Krisis Politik Guncang Thailand, Ekonomi Terancam Masuk Resesi

TRIBUNGROUP.NET Thailand kembali dilanda krisis politik setelah Mahkamah Konstitusi menangguhkan Perdana Menteri Paetongtarn Shinawatra mulai 1 Juli 2025. Penangguhan ini menambah daftar panjang ketidakstabilan politik di Negeri Gajah Putih dan berpotensi mendorong ekonomi Thailand masuk ke jurang resesi teknikal.

Paetongtarn, putri mantan PM Thaksin Shinawatra, diselidiki atas dugaan pelanggaran etika dalam menangani sengketa diplomatik dengan Kamboja.
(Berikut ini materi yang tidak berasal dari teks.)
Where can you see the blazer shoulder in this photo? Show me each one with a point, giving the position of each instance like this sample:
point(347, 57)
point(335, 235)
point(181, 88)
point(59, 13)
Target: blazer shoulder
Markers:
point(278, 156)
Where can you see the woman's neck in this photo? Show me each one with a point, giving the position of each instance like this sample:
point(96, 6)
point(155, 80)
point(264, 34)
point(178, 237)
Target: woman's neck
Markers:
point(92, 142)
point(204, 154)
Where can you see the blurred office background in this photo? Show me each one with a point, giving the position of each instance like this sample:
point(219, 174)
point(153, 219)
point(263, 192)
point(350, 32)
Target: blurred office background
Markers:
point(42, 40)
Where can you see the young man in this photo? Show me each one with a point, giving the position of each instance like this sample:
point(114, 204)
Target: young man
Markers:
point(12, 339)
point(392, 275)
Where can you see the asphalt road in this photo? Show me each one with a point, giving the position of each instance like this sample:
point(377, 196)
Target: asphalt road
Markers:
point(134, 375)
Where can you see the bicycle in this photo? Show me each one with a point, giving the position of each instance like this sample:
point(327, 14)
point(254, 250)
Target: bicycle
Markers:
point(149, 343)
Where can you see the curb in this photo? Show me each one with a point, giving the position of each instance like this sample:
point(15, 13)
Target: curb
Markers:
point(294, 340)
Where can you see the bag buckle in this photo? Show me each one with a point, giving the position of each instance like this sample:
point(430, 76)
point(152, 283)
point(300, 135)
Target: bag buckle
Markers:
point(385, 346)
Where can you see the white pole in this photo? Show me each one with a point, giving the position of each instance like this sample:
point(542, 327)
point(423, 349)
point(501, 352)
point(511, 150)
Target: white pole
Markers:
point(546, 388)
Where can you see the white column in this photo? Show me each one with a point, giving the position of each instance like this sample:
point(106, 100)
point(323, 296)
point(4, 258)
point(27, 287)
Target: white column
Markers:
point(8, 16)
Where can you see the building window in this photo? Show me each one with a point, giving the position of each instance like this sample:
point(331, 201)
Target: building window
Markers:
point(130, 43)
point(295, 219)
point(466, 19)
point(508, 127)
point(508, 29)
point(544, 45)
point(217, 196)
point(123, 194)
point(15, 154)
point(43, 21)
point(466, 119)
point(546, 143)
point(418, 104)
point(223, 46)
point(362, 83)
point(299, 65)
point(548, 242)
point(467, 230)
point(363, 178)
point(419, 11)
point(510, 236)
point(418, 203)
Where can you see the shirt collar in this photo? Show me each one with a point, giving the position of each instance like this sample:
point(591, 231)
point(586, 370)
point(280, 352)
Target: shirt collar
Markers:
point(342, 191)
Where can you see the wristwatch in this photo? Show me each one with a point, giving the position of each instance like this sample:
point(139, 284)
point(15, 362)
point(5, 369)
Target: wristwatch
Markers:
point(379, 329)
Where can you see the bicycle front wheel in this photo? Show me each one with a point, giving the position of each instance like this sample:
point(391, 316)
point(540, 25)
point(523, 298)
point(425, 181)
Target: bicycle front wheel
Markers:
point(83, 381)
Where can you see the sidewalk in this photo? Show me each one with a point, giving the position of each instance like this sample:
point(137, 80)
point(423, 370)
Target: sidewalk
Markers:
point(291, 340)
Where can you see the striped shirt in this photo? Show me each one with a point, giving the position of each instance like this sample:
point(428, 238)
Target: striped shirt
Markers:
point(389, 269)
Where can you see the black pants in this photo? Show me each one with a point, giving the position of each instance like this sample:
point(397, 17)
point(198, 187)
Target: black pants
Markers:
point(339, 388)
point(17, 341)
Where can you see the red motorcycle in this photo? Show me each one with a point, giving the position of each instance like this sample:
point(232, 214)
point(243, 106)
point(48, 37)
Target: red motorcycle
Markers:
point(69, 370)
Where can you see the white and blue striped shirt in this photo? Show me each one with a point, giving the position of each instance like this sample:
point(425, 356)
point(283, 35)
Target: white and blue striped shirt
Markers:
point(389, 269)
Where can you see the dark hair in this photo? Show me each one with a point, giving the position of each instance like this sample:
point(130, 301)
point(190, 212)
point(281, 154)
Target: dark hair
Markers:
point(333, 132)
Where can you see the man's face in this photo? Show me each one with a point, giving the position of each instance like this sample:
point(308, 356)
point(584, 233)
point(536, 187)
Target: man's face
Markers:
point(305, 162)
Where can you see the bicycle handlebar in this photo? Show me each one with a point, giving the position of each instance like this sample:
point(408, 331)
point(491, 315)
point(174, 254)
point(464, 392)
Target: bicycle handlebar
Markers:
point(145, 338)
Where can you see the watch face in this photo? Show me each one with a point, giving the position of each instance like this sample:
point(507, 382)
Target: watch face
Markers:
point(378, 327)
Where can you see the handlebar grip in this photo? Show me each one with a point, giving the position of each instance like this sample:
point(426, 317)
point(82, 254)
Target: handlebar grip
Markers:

Ketegangan memuncak usai beredarnya rekaman telepon dengan Presiden Senat Kamboja, Hun Sen, yang menuai protes keras dari internal militer dan parlemen Thailand.

Konflik Diplomatik & Gejolak Politik Dalam Negeri

Konflik Thailand–Kamboja sempat memanas pada Mei 2025 dan menewaskan satu tentara Kamboja. Dalam rekaman tersebut, Paetongtarn terdengar meminta Hun Sen mengabaikan tekanan dari seorang jenderal militer Thailand. Meski Paetongtarn menyatakan itu bagian dari strategi diplomasi damai, tekanan politik justru meningkat.

Sebagai catatan, ini bukan pertama kali pemerintahan Thailand goyah karena konflik politik. Ayahnya, Thaksin, digulingkan lewat kudeta, dan beberapa perdana menteri sebelumnya juga diturunkan lewat putusan pengadilan.

Dampak Ekonomi: Resesi & Tekanan Investor

Ketidakpastian ini membuat ekonomi Thailand yang memang sudah rapuh menjadi semakin rentan. Deputi BPS Thailand melaporkan bahwa:

  • PDB kuartal I 2025 hanya tumbuh 0,7% secara kuartalan
  • Target pertumbuhan ekonomi 2025 dipangkas menjadi 1,3–2,3%
  • Nilai ekspor dan investasi asing terus menurun
  • Utang rumah tangga tinggi, dan belanja masyarakat lesu

“Ketidakpastian politik yang tinggi menjadi bayangan gelap bagi ekonomi yang memang sudah lemah,” ujar Vishnu Varathan, ekonom dari Mizuho Bank, dikutip Bloomberg (2/7/2025).

Indeks saham utama Thailand telah turun hampir 23% sejak awal tahun, menandai kinerja terburuk di antara pasar utama dunia. Jika tidak ada pemulihan politik, pasar modal bisa terus tertekan hingga kuartal akhir 2025.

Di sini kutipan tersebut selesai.